Latvia is likely to maintain an overall favourable-to-businesses tax environment and increase regulatory predictability. The government will likely continue to reduce the administrative burden, as administration is often inefficient, with long processing times and demands for bribes. Exerting influence by the legislature and executive could be observed in the judiciary. Despite anti-graft measures, implementation remains patchy, but is likely to improve. More corruption investigations are probable. Full privatisations in the energy, forestry and defence sectors are unlikely. The country's infrastructure is good in regional terms, but still underdeveloped by West European standards.
There are no known terrorist organisations in Latvia and the domestic terrorist threat is low. Nevertheless, Latvia's membership to the Schengen zone makes terrorists' movements in and out of the country easier, with potential targets including NATO military assets and exercises, foreign embassies, and busy tourist or shopping hubs. Cyber-attacks against critical infrastructure and governmental bodies, perpetrated by Russian or pro-Russian individuals or groups are likely, especially around NATO and Russian military exercises in the Baltic region and around events such as Latvia's Independence day in November.
Latvia's concerns about Russian expansionism have led to increased defence spending but after reaching the target of 2% of GDP, this trend is likely to slow. The 2018 state budget increases defence expenditures by EUR127 million to EUR 576 million, or 2% of GDP; up from 1.7% of GDP in 2017. Although Russia is unlikely to undertake a direct military offensive, the Kremlin will continue to seek to destabilise Latvian authorities by hybrid warfare tactics (cyber attacks, propaganda, and economic coercion). Airspace and maritime border incursions by Russia are likely to persist. NATO has a de-facto permanent presence in the three Baltic countries.

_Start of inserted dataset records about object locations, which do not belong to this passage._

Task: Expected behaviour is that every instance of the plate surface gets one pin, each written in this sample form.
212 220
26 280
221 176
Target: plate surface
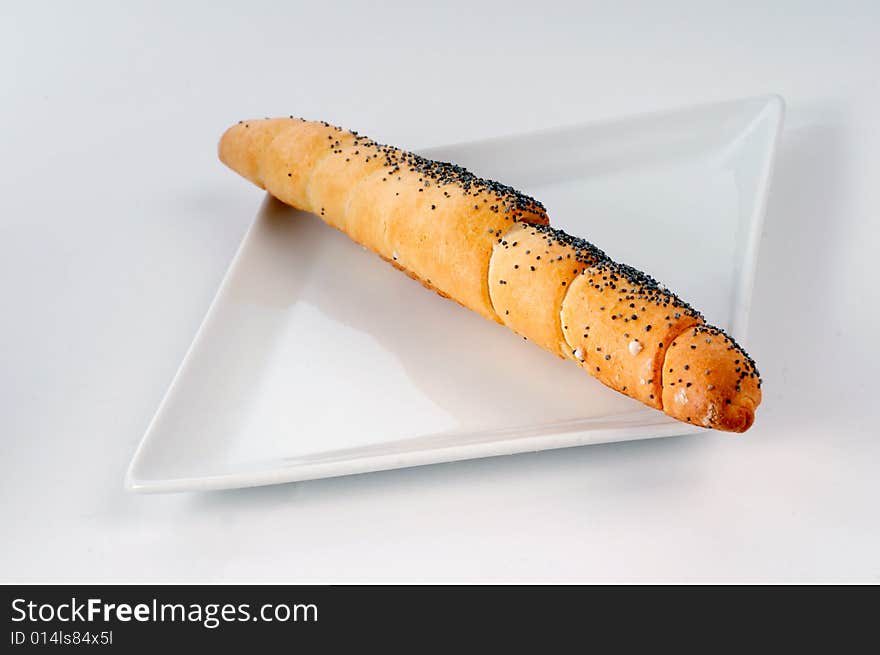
318 359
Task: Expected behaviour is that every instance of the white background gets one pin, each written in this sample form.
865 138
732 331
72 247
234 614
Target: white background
117 223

Vaccinations required to enter the country
No vaccinations are required to enter the country.
Hepatitis A: A vaccine is available for anyone over one year of age. The vaccine may not be effective for certain people, e.g. those born before 1945 and who lived as a child in a developing country and/or have a past history of jaundice (icterus). These people can instead get a shot of immune globulin (IG) to boost their immunity against the disease.
Hepatitis B: A vaccine is available for children at least two months old.
Diphtheria-Tetanus-Polio: A booster shot should be administered if necessary (once every ten years).
Rabies: For prolonged stays in an isolated region (for children from when they can walk).
Tick-Borne Encephalitis: For stays in rural zones and for hiking enthusiasts (for children over the age of one).
For Children: All standard childhood immunizations should be up-to-date. In the case of a long stay, the BCG vaccine is recommended for children over one month and the MMR (measles-mumps-rubella) vaccine for children over nine months.
The climate is continental in the interior of the country and slightly tempered in coastal regions thanks to the influence of the Baltic Sea. Summers are relatively hot while winters are cold. Conditions are often muddy in the spring due to melting snows.